Nurturing the green shoots of upstream growth
A combination of cuts to upstream capital spending and steepening well decline rates will threaten global supply security, industry leaders warn
As companies doubled down on cutting costs over the past two years, a leaner and more efficient upstream industry has started to emerge. That was one of the key messages from the Upstream session at
AOGC 2017 on 8 May, which saw leading industry figures chart new routes for upstream success in a panel appropriately entitled the Green Sheets of Growth.
Shaikh Nawaf al-Sabah, chief executive of
Kuwait Foreign Petroleum Expansion Company, kicked off proceedings by underscoring the sheer scale of the disinvestment seen under the low-price climate. "About $1 trillion has been removed as capex from companies' development plans," he said, noting this has had an inevitable impact on exploration success. "Last year we found one-quarter of the barrels we'd found in the previous 15 years. That's a huge drop."
Similarly, on the development side, some 4.7bn barrels of oil development projects were sanctioned last year-the lowest in 40 years, and a 30% drop from 2015.
The net effect on decline rates in oil and gas wells has been substantial. According to Shaikh Nawaf, these have doubled to 5% on an annual basis.
Meanwhile, oil demand continues to increase, even as decline rates continue to steepen. In this new paradigm, Shaikh Nawaf conceived the traditional "call on
Opec" as effectively a "call on shale". "The market is setting itself on the marginal cost of a shale barrel, and shale costs are going down with US tight oil at $50-60 per barrel. Margin call
Returns are strong. While two-thirds of all conventional producing fields are getting internal rates of return (IRRs) of below 15%, for unconventional fields, two-thirds of production is yielding IRRs of above 15%.
The question is, how much tight oil can the US produce? "If we're talking 8 or 9 million b/d, that alone won't provide the additional barrels needed by the market."
Arnaud Breuillac, president of exploration and production at
Total, spoke of a new real- ity in which disruption is shaking up the market.
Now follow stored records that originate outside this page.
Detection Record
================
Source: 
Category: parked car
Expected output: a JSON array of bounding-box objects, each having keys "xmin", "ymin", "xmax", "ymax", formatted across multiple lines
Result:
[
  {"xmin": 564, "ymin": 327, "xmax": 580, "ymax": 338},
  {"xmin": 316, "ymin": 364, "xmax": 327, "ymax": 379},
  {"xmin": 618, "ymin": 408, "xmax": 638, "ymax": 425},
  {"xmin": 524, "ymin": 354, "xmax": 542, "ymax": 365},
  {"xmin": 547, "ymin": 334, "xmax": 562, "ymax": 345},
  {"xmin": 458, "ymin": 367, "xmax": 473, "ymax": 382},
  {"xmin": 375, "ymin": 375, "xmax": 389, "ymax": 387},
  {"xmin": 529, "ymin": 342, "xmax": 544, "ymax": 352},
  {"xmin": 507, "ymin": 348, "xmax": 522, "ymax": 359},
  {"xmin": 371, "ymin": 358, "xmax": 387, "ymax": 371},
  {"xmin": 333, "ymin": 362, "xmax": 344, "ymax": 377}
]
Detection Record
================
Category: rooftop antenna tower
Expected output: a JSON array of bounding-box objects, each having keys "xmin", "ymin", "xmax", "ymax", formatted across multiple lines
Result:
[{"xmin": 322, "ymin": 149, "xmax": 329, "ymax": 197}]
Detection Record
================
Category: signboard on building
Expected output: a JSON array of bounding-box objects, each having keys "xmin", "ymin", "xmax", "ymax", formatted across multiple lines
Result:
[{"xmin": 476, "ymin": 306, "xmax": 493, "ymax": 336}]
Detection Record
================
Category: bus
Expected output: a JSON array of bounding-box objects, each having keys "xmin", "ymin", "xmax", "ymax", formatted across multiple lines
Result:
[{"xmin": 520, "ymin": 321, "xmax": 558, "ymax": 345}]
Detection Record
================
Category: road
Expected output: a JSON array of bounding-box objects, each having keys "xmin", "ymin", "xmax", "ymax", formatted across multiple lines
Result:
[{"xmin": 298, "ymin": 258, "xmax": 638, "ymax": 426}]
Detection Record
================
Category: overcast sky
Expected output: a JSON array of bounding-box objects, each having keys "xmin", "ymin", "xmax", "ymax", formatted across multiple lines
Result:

Volatility may be bad, he said, but it was inherent to commodities businesses.
"The industry is a victim of its own success," he said. "The success in developing unconventional resources led to the oil price fall."
In this context, less money is going into exploration. "In Asia in 2016 there was a 62% decline in licensed areas, a dramatic fall which will have a long-term impact," said Breuillac.
The challenge is how to adapt to the new reality. "The first thing to say is that since we can't control external parameters, we need to be good at what we can control-operating costs. At Total, we've been pace setters in the industry, by cutting in half our global opex from just below $10/b in 2015."
In February, Total announced it was sanctioning 10 new projects over the next 18 months, aiming at an IRR of more than 15% at $50 b/d. "We need to ensure that projects are resilient at today's prices," said Breuillac.
Mohammed Anuar, upstream chief executive at
Petronas, also flagged up the Malaysian giant's relentless focus on driving down costs. At Petronas, production costs were close to $10/b in 2014, he said. Last year, this was down to $7.30/b, and it hopes to get to $5/b next year.
"We are looking more at integrated value, to see what we as an integrated company can do to find additional margin within the interfaces between businesses," he said. "And we can see there is plenty to learn from the supply chain and procurement to reduce costs."
While depressed oil prices have put a dent in revenues, the affordability of liquefied
natural gas has improved significantly. "At $100 oil prices, LNG costs about $15 per million British thermal units. At that level, only Japan, Korea, and parts of China can afford it. Now that LNG is more in the $5-7/MMBtu range, all of a sudden the likes of Bangladesh and Thailand start opening up," said Anuar.
The current climate has opened up space for new entrants to the market. Bob Davenport, managing director Malaysia at
EnQuest Plc, a UK-listed upstream operator, highlighted how his company is creating new value from late life assets.
In January 2017,
BP announced it was selling 25% of the Magnus field to EnQuest. "The cash consideration was zero. They handed to us 25% of the asset with the promise to in future, as profit allows, to pay the sales consideration, and if the profits don't come, there's no cash to pay," said Davenport.
Why do such a thing? The answer was simple. "BP had worked out that Magnus is worth more to BP shareholders in the hands of new independents like EnQuest, because of our proven ability to extend the field life and reduce costs," said Davenport.